I have a large Orekit service performing orbit determination. The service is run once to start-up and enters a while True loop where it will idle and listen for observations every X minutes. It uses these observations to estimate new orbits for the observed objects.

The service runs okay for about 24h until I start bumping into performance issues. Then I start getting Java errors:

  • [2024-06-02T15:07:53] java.lang.OutOfMemoryError: Java heap space: failed reallocation of scalar replaced objects

  • [2024-06-02T17:38:25] java.lang.OutOfMemoryError: Java heap space

This final error occured the following day, at the same time I killed the service (assumingly) and tried to build a new version:

  • [2024-06-03T13:12:02] OpenJDK 64-Bit Server VM warning: Exception java.lang.OutOfMemoryError occurred dispatching signal SIGTERM to handler- the VM may need to be forcibly terminated

The JRE is initialised with:

  • orekit.initVM(initialheap='2048m')

I upped the heap size by 2x but it did not fix anything. It just took longer for the memory issues to start occurring.

The memory leaks persist even if the service sleeps for 30mins at a time and only performs estimation every 30mins.

This must be some issue with creation of Java objects and poor garbage collection.

I’m new to Orekit, and Java. I don’t know where or how to start looking for memory leaks. Since my service never shuts-down, this is a particularly significant memory management challenge.

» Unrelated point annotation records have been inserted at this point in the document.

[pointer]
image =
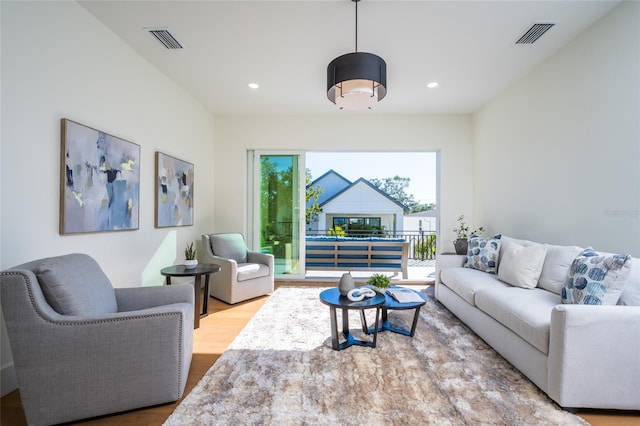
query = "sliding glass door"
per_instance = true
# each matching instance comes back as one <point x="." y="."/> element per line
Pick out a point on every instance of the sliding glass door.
<point x="278" y="211"/>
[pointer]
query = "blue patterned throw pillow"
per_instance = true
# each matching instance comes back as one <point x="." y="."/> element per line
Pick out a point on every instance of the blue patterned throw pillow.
<point x="483" y="254"/>
<point x="596" y="279"/>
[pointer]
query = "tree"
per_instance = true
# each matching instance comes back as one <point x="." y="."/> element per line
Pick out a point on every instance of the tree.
<point x="395" y="187"/>
<point x="314" y="209"/>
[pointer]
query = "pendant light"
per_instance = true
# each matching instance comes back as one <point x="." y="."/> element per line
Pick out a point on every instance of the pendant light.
<point x="358" y="80"/>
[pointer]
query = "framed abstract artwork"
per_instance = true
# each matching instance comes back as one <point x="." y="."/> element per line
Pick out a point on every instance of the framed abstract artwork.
<point x="174" y="191"/>
<point x="99" y="181"/>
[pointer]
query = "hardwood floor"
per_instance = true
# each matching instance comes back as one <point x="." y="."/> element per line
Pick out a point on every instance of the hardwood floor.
<point x="216" y="332"/>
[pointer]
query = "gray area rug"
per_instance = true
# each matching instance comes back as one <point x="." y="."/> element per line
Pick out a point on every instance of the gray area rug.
<point x="281" y="370"/>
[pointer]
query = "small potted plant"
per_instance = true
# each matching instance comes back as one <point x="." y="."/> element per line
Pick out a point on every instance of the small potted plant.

I would really appreciate any guidance or leads on where I can look next, or if you guys know of any common memory issues with the Python wrapper :slight_smile:

Hi @jamesc,

Isn’t there a memory profiling tool that you could use in Python to find out where the problem may come from?

Are you using a Kalman filter? How many measurements and objects are you treating before the service crashes?
If you could reproduce the bug in one run (without using the idle mechanism) and share some sample code (with generated measurements) it would help with debugging.

Cheers,
Maxime

Hi @jamesc ,

You can try to use a WoW tool named VisualVM (https://visualvm.github.io/ ) to analysis the memory of java.

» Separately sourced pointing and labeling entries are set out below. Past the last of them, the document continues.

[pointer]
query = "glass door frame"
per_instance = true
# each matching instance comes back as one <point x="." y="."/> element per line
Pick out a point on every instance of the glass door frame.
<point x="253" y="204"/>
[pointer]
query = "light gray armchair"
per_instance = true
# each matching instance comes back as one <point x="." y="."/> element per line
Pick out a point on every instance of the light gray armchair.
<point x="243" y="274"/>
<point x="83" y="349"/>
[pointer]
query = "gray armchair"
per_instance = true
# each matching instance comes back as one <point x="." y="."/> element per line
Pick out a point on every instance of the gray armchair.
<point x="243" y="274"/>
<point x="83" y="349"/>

Here is my analysis process of GC overhead limit exceeded error.
https://forum.orekit.org/t/java-lang-outofmemoryerror-gc-overhead-limit-exceeded/1461/4?u=lirw1984

Best,
lirw

Hi,

The garbage handling between java and python is indeed a bit complex, this part is managed by JCC that is the wrapping tool.

What I would recommend first look at is that you have no references to objects left on the python side, such as arrays, pointers or something that could indicate to java that it is not ok to purge the objects. I have experienced this several times of having some array or something that still has a pointer to the objects, then they won’t be purged.

There are likely java tools around that can debug the memory heap, havent tried that recently. It could be worth really “del”-ing objects in python to show that they are ok to go now.